As India’s poor financial literacy could compound the risk of digital payments related frauds, an overarching legal framework that comprehensively addresses data protection needs to precede the CBDC rollout.
High costs of deployment and operations while the note delineates that the operating costs of floating the CBDC are much lower than that of physical cash management, the fixed costs of the former are considerably high. The deployment of sophisticated technology such as quantum resistance only adds to the overall costs of the ecosystem. If RBI proceeds with a token-based CBDC, the operational costs for creating unique tokens would be exorbitantly large.
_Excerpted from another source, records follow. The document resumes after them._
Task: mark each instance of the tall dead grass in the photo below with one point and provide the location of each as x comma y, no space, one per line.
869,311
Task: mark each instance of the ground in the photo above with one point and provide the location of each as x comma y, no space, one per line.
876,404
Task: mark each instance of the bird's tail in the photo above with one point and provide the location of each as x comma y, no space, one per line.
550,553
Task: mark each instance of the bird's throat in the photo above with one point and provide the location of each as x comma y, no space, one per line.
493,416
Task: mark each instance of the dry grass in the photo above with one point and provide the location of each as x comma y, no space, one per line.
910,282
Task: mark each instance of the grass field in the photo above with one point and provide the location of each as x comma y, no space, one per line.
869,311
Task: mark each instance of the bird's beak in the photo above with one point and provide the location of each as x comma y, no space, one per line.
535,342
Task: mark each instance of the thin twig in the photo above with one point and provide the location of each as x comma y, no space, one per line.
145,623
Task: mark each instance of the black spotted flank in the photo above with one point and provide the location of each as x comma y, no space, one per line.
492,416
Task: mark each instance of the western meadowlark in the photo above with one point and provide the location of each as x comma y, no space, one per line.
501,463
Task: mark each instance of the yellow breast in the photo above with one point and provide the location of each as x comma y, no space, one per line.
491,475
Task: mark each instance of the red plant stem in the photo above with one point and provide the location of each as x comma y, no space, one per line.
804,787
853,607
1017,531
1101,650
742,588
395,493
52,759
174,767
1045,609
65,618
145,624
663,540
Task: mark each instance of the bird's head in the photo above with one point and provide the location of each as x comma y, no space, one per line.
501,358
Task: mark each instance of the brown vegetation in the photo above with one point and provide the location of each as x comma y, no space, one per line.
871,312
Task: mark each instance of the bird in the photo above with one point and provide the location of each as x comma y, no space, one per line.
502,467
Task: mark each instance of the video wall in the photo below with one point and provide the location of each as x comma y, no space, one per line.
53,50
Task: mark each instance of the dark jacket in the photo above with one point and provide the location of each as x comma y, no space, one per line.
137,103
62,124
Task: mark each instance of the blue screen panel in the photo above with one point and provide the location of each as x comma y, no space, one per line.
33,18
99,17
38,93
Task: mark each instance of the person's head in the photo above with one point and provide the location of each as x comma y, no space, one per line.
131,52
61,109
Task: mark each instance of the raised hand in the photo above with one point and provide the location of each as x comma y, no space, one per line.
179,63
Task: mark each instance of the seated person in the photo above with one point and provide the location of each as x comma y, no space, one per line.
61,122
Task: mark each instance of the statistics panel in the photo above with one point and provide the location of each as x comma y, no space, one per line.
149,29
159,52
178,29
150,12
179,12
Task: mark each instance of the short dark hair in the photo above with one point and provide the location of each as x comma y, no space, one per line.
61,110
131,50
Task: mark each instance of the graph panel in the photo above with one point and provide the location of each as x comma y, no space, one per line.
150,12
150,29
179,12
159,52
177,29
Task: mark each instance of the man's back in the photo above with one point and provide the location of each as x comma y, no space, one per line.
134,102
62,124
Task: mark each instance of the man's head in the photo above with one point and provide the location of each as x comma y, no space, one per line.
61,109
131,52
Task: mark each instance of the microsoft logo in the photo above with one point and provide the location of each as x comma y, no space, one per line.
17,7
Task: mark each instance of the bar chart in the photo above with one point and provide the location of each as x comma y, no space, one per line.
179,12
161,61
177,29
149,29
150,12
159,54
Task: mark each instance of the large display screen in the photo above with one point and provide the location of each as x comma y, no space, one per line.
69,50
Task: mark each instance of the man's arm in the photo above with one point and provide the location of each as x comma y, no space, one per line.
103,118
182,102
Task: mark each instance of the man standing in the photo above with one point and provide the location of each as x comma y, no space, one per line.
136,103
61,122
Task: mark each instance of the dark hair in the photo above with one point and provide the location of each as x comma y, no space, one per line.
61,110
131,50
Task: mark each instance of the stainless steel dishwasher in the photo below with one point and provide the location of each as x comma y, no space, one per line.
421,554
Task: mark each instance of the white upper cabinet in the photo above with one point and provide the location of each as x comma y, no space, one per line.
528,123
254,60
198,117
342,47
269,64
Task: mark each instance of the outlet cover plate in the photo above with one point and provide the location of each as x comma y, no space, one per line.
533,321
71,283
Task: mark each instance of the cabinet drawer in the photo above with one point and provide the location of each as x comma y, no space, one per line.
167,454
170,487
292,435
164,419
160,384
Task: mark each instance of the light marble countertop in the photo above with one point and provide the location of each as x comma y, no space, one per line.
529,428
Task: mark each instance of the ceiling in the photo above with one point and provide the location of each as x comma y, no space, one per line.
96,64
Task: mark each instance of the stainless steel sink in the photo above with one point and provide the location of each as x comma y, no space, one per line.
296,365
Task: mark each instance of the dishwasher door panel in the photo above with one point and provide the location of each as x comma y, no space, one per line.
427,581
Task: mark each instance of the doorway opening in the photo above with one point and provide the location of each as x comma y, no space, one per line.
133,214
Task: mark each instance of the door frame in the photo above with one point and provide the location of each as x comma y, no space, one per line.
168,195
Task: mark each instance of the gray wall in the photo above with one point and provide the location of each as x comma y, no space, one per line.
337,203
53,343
With huge public and private investments already made into the UPI-based digital payments space, additional public investments for CBDC infrastructure could imply a bigger public burden.
The real reason for urgency – keeping up with the world?
The Note also focuses on the importance of cross-border interoperability of the digital rupee for real-time settlements among central banks. Central banks across the world along with Bank for International Settlements (BIS) have collaborated to explore proofs of concept, research applied technologies, and build prototypes. Project Dunbar, for example, launched in 2022, was a collaboration between the BIS and the central banks of Australia, Malaysia, Singapore, and South Africa to explore the viability of a common platform for multiple CBDCs. Many such projects have taken off since 2021 where the participating central banks investigate the functionality and practicality of the CBDCs. Without a CBDC system in place, India cannot partake in such international payment corridors that enable seamless international trade settlements. This may, in fact, be one of the reasons why the central bank, with great fervor, displayed alacrity in floating the digital rupee.
While the embedding of the digital rupee in the international settlement landscape is indispensable and inevitable, a simultaneous focus on it might divert the attention that the domestic CBDC ecosystem deserves at the moment. India is a huge country sustaining multiple sub-national economies comparable to some individual national economies of the world. The country first needs a robust CBDC ecosystem that serves its domestic needs well and then embraces interoperability once enough consumer confidence and adoption are secured. Jumping the gun and bowing to international pressure (G20 commitments) might expose the crevices in the hasty implementation of the digital rupee to vulnerabilities.
The authors are from the Asia Competitiveness Institute, Lee Kuan Yew School of Public Policy, National University of Singapore. Rohanshi Vaid and Shubhangi Gupta are research analysts. Ammu George is a research fellow.